3. 1 July 2025 - AMLA publishes its Work Programme for 2025.
- The Authority for Anti-Money Laundering and Countering the Financing of Terrorism (AMLA) will have a focus on the AML/CTF aspects of the supervision of higher risk sectors and areas across the EU, including CASPs.
- CASPs are exposed to significant AML/CFT risks due to their technological features, cross-border operations, and anonymity-enhancing capabilities. Accordingly, this should be one area of activity for AMLA.
- Divergent national approaches to registration and authorisation can lead to supervisory fragmentation and increased risks of jurisdiction shopping by high-risk actors. AMLA will develop plans to promote high standards of AML/CFT controls and effectiveness in these areas through promoting convergence in national approaches.
- In parallel, AMLA’s FIU pillar will reflect this priority by including crypto-asset related financial intelligence within the initial areas proposed for joint analyses, targeting cross-border typologies and emerging risks in this fast-evolving domain.
4. 15 July 2025 – The European Systemic Risk Board (ESRB) publishes Annual Report 2024.
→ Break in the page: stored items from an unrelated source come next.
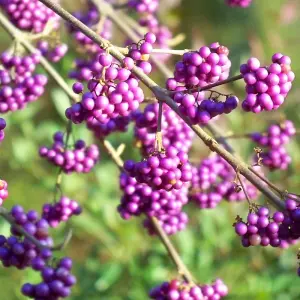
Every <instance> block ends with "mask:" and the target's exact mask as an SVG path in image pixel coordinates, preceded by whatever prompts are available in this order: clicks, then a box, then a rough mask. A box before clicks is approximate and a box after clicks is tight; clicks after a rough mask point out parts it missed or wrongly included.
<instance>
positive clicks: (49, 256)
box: [0, 205, 53, 270]
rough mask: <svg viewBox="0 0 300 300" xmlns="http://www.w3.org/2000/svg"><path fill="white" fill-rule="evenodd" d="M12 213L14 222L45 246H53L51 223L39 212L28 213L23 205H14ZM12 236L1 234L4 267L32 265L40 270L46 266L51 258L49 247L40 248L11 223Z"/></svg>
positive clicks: (2, 251)
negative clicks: (52, 241) (40, 269)
mask: <svg viewBox="0 0 300 300" xmlns="http://www.w3.org/2000/svg"><path fill="white" fill-rule="evenodd" d="M10 214H11V216H12V218H13V220H14V223H15V224H16V225H18V226H20V227H21V228H22V229H23V230H25V231H26V232H27V233H28V234H30V235H31V236H33V237H34V238H35V239H36V240H38V241H39V242H40V243H41V244H43V245H45V247H50V246H52V243H53V242H52V239H51V237H50V236H49V232H48V229H49V224H48V222H47V221H46V220H44V219H43V218H40V217H39V215H38V213H37V212H36V211H34V210H30V211H28V212H27V213H26V212H25V211H24V209H23V207H21V206H18V205H17V206H14V207H13V208H12V209H11V211H10ZM10 230H11V234H12V235H11V236H10V237H8V238H6V237H4V236H0V260H1V262H2V264H3V266H4V267H10V266H14V267H16V268H18V269H25V268H27V267H30V266H31V267H32V268H33V269H35V270H39V269H40V268H42V267H44V266H45V265H46V263H47V261H48V260H49V259H50V258H51V256H52V253H51V251H50V250H49V249H47V248H44V249H40V248H38V247H37V246H36V245H35V244H33V243H32V242H31V241H30V240H29V239H28V238H26V237H24V236H23V234H22V233H21V232H20V231H19V229H18V228H17V227H16V226H15V225H11V229H10Z"/></svg>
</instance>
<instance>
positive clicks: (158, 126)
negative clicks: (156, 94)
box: [155, 102, 163, 153]
mask: <svg viewBox="0 0 300 300" xmlns="http://www.w3.org/2000/svg"><path fill="white" fill-rule="evenodd" d="M162 114H163V103H162V102H159V106H158V119H157V130H156V136H155V149H156V150H157V151H158V152H159V153H160V152H162V150H163V136H162V131H161V124H162Z"/></svg>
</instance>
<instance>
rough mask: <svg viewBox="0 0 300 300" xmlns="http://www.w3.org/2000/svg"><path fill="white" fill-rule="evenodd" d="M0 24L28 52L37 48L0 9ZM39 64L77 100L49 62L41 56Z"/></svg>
mask: <svg viewBox="0 0 300 300" xmlns="http://www.w3.org/2000/svg"><path fill="white" fill-rule="evenodd" d="M0 25H1V27H3V28H4V29H5V31H6V32H7V33H8V34H9V35H10V36H11V37H12V38H13V39H14V40H15V41H17V42H18V43H20V44H21V45H23V47H24V48H25V49H26V50H28V51H29V52H30V53H36V52H37V49H36V48H35V47H34V46H33V45H32V44H31V43H30V42H29V40H28V36H26V35H25V34H24V33H22V32H21V31H20V30H19V29H17V28H16V27H15V26H14V25H13V24H12V23H10V21H9V20H8V19H7V18H6V17H5V16H4V14H3V13H2V12H1V11H0ZM40 64H41V65H42V67H43V68H44V69H45V70H46V71H47V72H48V74H49V75H50V76H51V77H52V78H53V79H54V80H55V81H56V82H57V84H58V85H59V86H60V87H61V88H62V89H63V90H64V91H65V92H66V94H67V95H68V96H69V97H70V99H71V100H72V101H74V102H76V101H77V97H76V95H75V94H74V93H73V91H72V89H70V88H69V86H68V85H67V83H66V82H65V80H64V79H63V78H62V77H61V76H60V74H59V73H58V72H57V71H56V70H55V69H54V68H53V67H52V66H51V64H49V62H48V61H47V60H46V59H45V58H44V57H43V56H41V57H40Z"/></svg>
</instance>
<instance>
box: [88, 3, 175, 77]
mask: <svg viewBox="0 0 300 300" xmlns="http://www.w3.org/2000/svg"><path fill="white" fill-rule="evenodd" d="M93 2H94V4H95V5H96V6H97V8H98V10H99V11H100V12H102V13H104V14H105V15H106V16H107V17H108V18H110V19H111V20H112V21H113V22H114V23H115V24H116V25H117V26H118V28H119V29H120V30H121V31H122V32H124V34H125V35H127V36H128V37H129V38H130V39H132V40H133V42H135V43H137V42H138V41H139V40H140V39H141V37H140V36H139V35H138V34H137V33H136V31H135V29H136V27H131V25H130V24H129V23H128V22H126V20H124V19H122V12H121V11H115V10H114V8H113V6H112V5H111V4H109V3H108V2H105V1H102V0H93ZM152 63H153V64H154V65H155V66H156V67H157V68H158V69H159V70H160V71H161V72H162V73H163V74H164V75H165V76H167V77H171V76H172V74H171V73H170V71H169V69H168V68H166V66H165V65H164V64H163V63H161V62H160V61H157V60H155V61H153V60H152Z"/></svg>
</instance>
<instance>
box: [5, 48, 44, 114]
mask: <svg viewBox="0 0 300 300" xmlns="http://www.w3.org/2000/svg"><path fill="white" fill-rule="evenodd" d="M0 62H1V64H2V65H3V67H4V68H3V69H2V70H0V82H1V87H0V113H6V112H9V111H16V110H18V109H23V108H25V107H26V105H27V103H29V102H33V101H36V100H37V99H38V98H39V97H40V96H41V95H42V94H43V93H44V88H45V85H46V84H47V81H48V80H47V77H46V76H45V75H42V74H34V71H35V68H36V66H37V64H39V62H40V54H31V55H28V56H23V57H20V56H16V55H10V54H8V53H6V52H4V53H2V55H1V57H0Z"/></svg>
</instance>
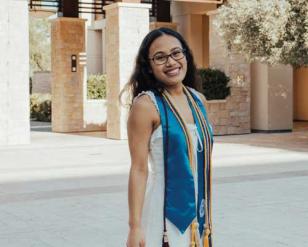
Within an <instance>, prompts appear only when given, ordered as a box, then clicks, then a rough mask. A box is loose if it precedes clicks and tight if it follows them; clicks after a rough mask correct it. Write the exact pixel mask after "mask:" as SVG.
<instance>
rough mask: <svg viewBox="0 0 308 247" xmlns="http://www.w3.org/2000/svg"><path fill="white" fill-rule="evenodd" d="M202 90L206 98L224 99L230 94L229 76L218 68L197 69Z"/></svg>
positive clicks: (208, 98)
mask: <svg viewBox="0 0 308 247" xmlns="http://www.w3.org/2000/svg"><path fill="white" fill-rule="evenodd" d="M198 73H199V75H200V77H201V82H202V91H203V94H204V96H205V97H206V99H207V100H215V99H225V98H227V97H228V96H229V95H230V87H229V86H228V83H229V81H230V78H229V77H228V76H226V74H225V73H224V72H223V71H221V70H218V69H211V68H208V69H205V68H202V69H199V70H198Z"/></svg>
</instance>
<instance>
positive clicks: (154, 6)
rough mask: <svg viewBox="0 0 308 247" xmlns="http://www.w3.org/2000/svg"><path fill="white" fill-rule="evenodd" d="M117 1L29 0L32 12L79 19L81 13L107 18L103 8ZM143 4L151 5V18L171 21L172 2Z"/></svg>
mask: <svg viewBox="0 0 308 247" xmlns="http://www.w3.org/2000/svg"><path fill="white" fill-rule="evenodd" d="M115 2H116V1H115V0H95V1H93V2H86V1H85V0H29V10H30V11H54V12H58V13H61V15H63V16H65V17H66V16H67V17H78V16H79V14H80V13H89V14H97V15H102V16H103V17H105V11H104V10H103V7H104V6H106V5H109V4H112V3H115ZM141 3H147V4H151V5H152V8H151V9H150V16H151V17H155V18H156V19H157V21H170V19H171V18H170V0H141Z"/></svg>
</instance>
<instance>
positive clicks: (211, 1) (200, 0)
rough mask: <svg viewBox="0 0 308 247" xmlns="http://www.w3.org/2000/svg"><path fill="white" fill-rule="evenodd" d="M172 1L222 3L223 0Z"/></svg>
mask: <svg viewBox="0 0 308 247" xmlns="http://www.w3.org/2000/svg"><path fill="white" fill-rule="evenodd" d="M172 1H174V2H187V3H214V4H222V3H223V0H172Z"/></svg>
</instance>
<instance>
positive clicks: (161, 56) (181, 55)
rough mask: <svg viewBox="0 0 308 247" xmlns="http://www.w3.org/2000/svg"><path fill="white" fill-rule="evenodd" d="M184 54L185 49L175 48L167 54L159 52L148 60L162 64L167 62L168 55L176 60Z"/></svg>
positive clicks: (178, 58)
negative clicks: (160, 52)
mask: <svg viewBox="0 0 308 247" xmlns="http://www.w3.org/2000/svg"><path fill="white" fill-rule="evenodd" d="M184 56H185V49H176V50H174V51H172V52H171V53H170V54H169V55H163V54H161V53H159V54H156V55H154V56H153V57H152V58H150V60H152V61H153V62H154V64H156V65H162V64H165V63H167V61H168V59H169V57H172V59H173V60H175V61H178V60H180V59H182V58H183V57H184Z"/></svg>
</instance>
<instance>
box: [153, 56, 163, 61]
mask: <svg viewBox="0 0 308 247" xmlns="http://www.w3.org/2000/svg"><path fill="white" fill-rule="evenodd" d="M154 59H155V60H158V61H162V60H164V59H165V56H156V57H155V58H154Z"/></svg>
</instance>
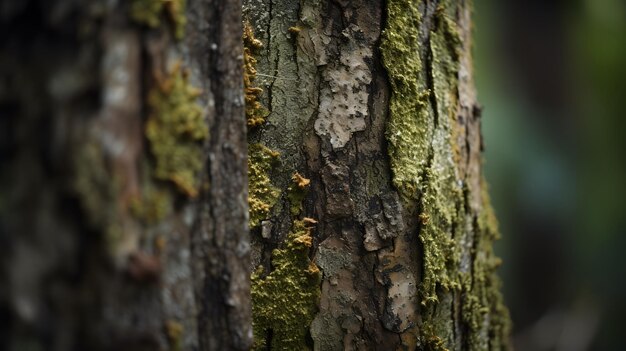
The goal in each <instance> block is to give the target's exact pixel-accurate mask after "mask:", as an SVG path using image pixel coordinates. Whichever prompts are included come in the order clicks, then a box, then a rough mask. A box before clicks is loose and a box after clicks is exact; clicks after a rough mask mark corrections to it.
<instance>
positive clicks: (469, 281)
mask: <svg viewBox="0 0 626 351" xmlns="http://www.w3.org/2000/svg"><path fill="white" fill-rule="evenodd" d="M482 201H483V203H482V212H481V213H480V216H479V218H478V220H477V223H476V228H475V230H476V233H477V235H476V238H475V239H474V240H476V250H477V252H480V253H481V254H478V255H476V258H475V260H474V262H473V266H472V272H471V275H466V276H465V277H464V280H463V291H464V294H465V295H466V298H465V299H464V301H463V321H464V322H465V324H466V325H467V326H468V329H469V343H470V345H471V346H472V349H475V350H486V349H490V350H506V349H509V348H510V343H509V335H510V332H511V321H510V317H509V312H508V309H507V308H506V306H505V304H504V299H503V297H502V294H501V292H500V290H501V282H500V279H499V277H498V276H497V274H496V269H497V267H498V266H499V265H500V264H501V260H500V259H499V258H498V257H496V256H495V254H494V252H493V241H494V240H497V239H498V238H499V236H500V234H499V230H498V222H497V220H496V217H495V215H494V212H493V208H492V207H491V201H490V199H489V194H488V191H487V184H486V182H485V181H484V180H483V182H482ZM485 335H488V338H485Z"/></svg>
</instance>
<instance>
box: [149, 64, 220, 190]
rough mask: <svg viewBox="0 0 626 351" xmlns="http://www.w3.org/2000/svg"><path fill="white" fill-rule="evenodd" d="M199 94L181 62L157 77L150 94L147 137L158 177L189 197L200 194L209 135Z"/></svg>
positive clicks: (199, 93)
mask: <svg viewBox="0 0 626 351" xmlns="http://www.w3.org/2000/svg"><path fill="white" fill-rule="evenodd" d="M199 96H200V90H199V89H196V88H194V87H193V86H191V85H190V84H189V82H188V74H187V72H186V71H184V70H183V69H182V68H181V66H180V63H178V64H176V65H175V66H174V68H173V69H172V71H171V72H170V73H169V75H168V76H167V77H166V78H165V79H163V78H161V79H158V80H157V82H156V85H155V86H154V87H153V88H152V90H151V91H150V93H149V95H148V106H149V108H150V116H149V118H148V121H147V123H146V136H147V138H148V140H149V142H150V149H151V151H152V154H153V155H154V158H155V162H156V169H155V177H156V178H158V179H162V180H168V181H171V182H173V183H174V184H175V185H176V186H177V187H178V189H179V190H181V191H182V192H183V193H185V194H186V195H188V196H190V197H195V196H196V195H198V188H199V182H198V179H197V178H198V175H199V173H200V171H201V170H202V167H203V156H202V154H203V152H202V142H203V141H204V140H205V139H206V138H207V137H208V134H209V129H208V125H207V123H206V121H205V119H204V114H203V109H202V108H201V107H200V106H199V105H198V103H197V98H198V97H199Z"/></svg>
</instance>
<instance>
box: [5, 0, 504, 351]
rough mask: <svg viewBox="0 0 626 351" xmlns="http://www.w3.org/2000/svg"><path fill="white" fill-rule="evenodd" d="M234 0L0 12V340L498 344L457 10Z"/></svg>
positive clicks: (50, 347) (93, 345)
mask: <svg viewBox="0 0 626 351" xmlns="http://www.w3.org/2000/svg"><path fill="white" fill-rule="evenodd" d="M241 9H242V7H241V4H240V3H238V2H237V1H216V0H188V1H183V0H171V1H156V0H132V1H126V2H116V1H111V2H105V1H97V0H93V1H88V2H73V1H69V0H66V1H61V0H59V1H55V2H46V1H36V0H30V1H22V2H18V1H15V2H10V3H6V5H3V7H2V9H1V10H2V13H1V18H0V21H1V22H0V25H1V26H2V28H0V29H1V32H0V33H2V34H0V45H1V46H0V47H1V48H2V56H1V57H0V60H1V62H0V63H1V64H0V74H1V82H0V83H1V84H2V85H0V113H1V116H2V118H1V119H0V123H2V125H1V126H2V128H1V129H0V130H1V131H2V133H3V135H2V139H1V140H0V152H1V153H2V160H3V168H2V171H1V172H0V177H2V179H0V180H1V181H0V184H1V185H0V186H2V193H1V194H2V195H1V197H0V209H1V212H0V213H1V216H2V217H1V221H0V243H1V245H0V254H1V256H2V267H3V269H2V271H1V273H0V284H1V286H2V287H3V289H2V290H1V293H0V313H1V314H2V318H1V322H0V323H2V324H1V325H0V333H1V334H0V335H1V336H2V338H1V340H2V341H1V342H2V347H3V348H7V349H20V350H21V349H24V348H33V349H58V350H66V349H81V350H82V349H112V350H124V349H128V350H141V349H146V350H153V349H168V348H169V349H202V350H230V349H243V350H245V349H248V348H249V347H250V346H251V343H252V342H254V348H256V349H264V348H266V349H277V350H299V349H306V348H314V349H319V350H338V349H339V350H340V349H355V350H363V349H381V350H393V349H416V348H418V349H455V350H456V349H481V350H482V349H503V348H506V347H507V346H508V315H507V312H506V308H505V307H504V306H503V305H502V299H501V296H500V293H499V282H498V280H497V277H496V276H495V273H494V271H495V268H496V266H497V265H498V260H497V259H496V258H495V257H494V256H493V253H492V250H491V243H492V241H493V240H494V239H495V238H496V237H497V235H498V233H497V228H496V224H495V219H494V217H493V214H492V211H491V208H490V205H489V199H488V196H487V195H486V187H485V185H484V182H483V180H482V175H481V156H480V155H481V154H480V153H481V137H480V108H479V107H478V105H477V103H476V97H475V91H474V86H473V81H472V67H471V55H470V46H471V41H470V37H471V35H470V32H471V26H470V23H471V21H470V11H471V7H470V5H469V4H468V3H467V2H465V1H461V0H458V1H424V2H420V3H419V4H418V3H414V2H410V1H406V0H390V1H388V2H387V3H381V2H370V1H351V2H347V1H332V2H326V1H311V0H309V1H301V2H298V1H285V0H269V1H264V0H260V1H257V0H249V1H247V2H246V3H245V4H244V7H243V10H244V26H245V28H244V31H243V39H244V40H243V43H244V45H243V48H242V45H241V37H242V27H241V23H242V20H241V15H240V14H241ZM242 49H243V51H242ZM242 53H243V55H242ZM242 61H243V62H242ZM242 67H243V69H242ZM242 78H243V79H242ZM242 81H243V83H244V84H243V85H242ZM243 87H245V96H244V95H242V91H243V89H242V88H243ZM244 98H245V102H246V104H245V112H244V103H243V102H244ZM244 116H245V117H244ZM246 122H247V125H248V127H247V131H248V143H247V149H248V154H249V157H248V164H247V166H248V176H249V178H250V179H249V196H247V192H246V182H247V181H248V179H247V176H246V172H245V169H246V167H245V154H246V150H245V148H246V140H245V136H246V127H245V124H246ZM246 197H248V202H249V206H250V213H249V217H248V216H247V214H246V211H247V204H246ZM246 219H248V222H246ZM248 226H249V227H250V229H251V238H250V239H249V238H248ZM250 252H251V253H252V254H251V256H250ZM250 258H251V260H250ZM251 269H254V272H253V273H252V278H251V279H249V277H250V271H251ZM250 282H251V283H252V284H251V285H252V286H250ZM249 291H251V296H252V299H251V300H252V301H251V302H252V305H253V311H251V309H250V298H249ZM251 312H252V314H251ZM251 322H252V323H251ZM252 325H254V337H253V338H252V330H251V326H252ZM252 339H254V340H252Z"/></svg>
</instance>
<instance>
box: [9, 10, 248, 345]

- The ESRB maintains the view that authorities should strengthen their capacity to more effectively monitor developments in the crypto ecosystem and their potential implications for financial stability.
- The ESRB maintains the view that it deems it necessary to amend the relevant level I legislation to standardise the classification of financial instruments and crypto-assets throughout the EU and to address unregulated activities such as crypto lending and fully decentralised finance.
- The annual report provides an overview of key developments in global crypto-asset markets between January 2025 and March 2025. The ESRB notes that the difference between the EU and US regulatory approaches for stablecoins may encourage the further development of crypto-assets issued jointly by EU and US issuers (also known as “one-leg out multi-issuance schemes”).
- The ESRB will further analyse how provisions in MiCAR could be enforced by NCAs in order to mitigate issues from multi-issuance.
5. 28 July 2025 – EBA Opinion on money laundering and terrorist financing risks affecting the EU’s financial sector (the Opinion).
- This is the EBA’s fifth Opinion on ML/TF risks. It is based on data from January 2022 to December 2024.
- The Opinion notes that the abuse of crypto asset services for financial crime purposes remains a key area of concern.
- NCAs found that CASPs often lacked effective AML/CFT systems and controls. In several cases, concerns were also raised regarding the integrity of senior management and the transparency and adequacy of governance arrangements.
- The EBA highlights that the lack of robust AML/CFT controls in the sector reflects a gap between regulatory expectations, legal obligations and actual practice and notes that enhanced supervisory coordination and enforcement, and the effective and consistent application of the new EU crypto framework, are essential to address this challenge.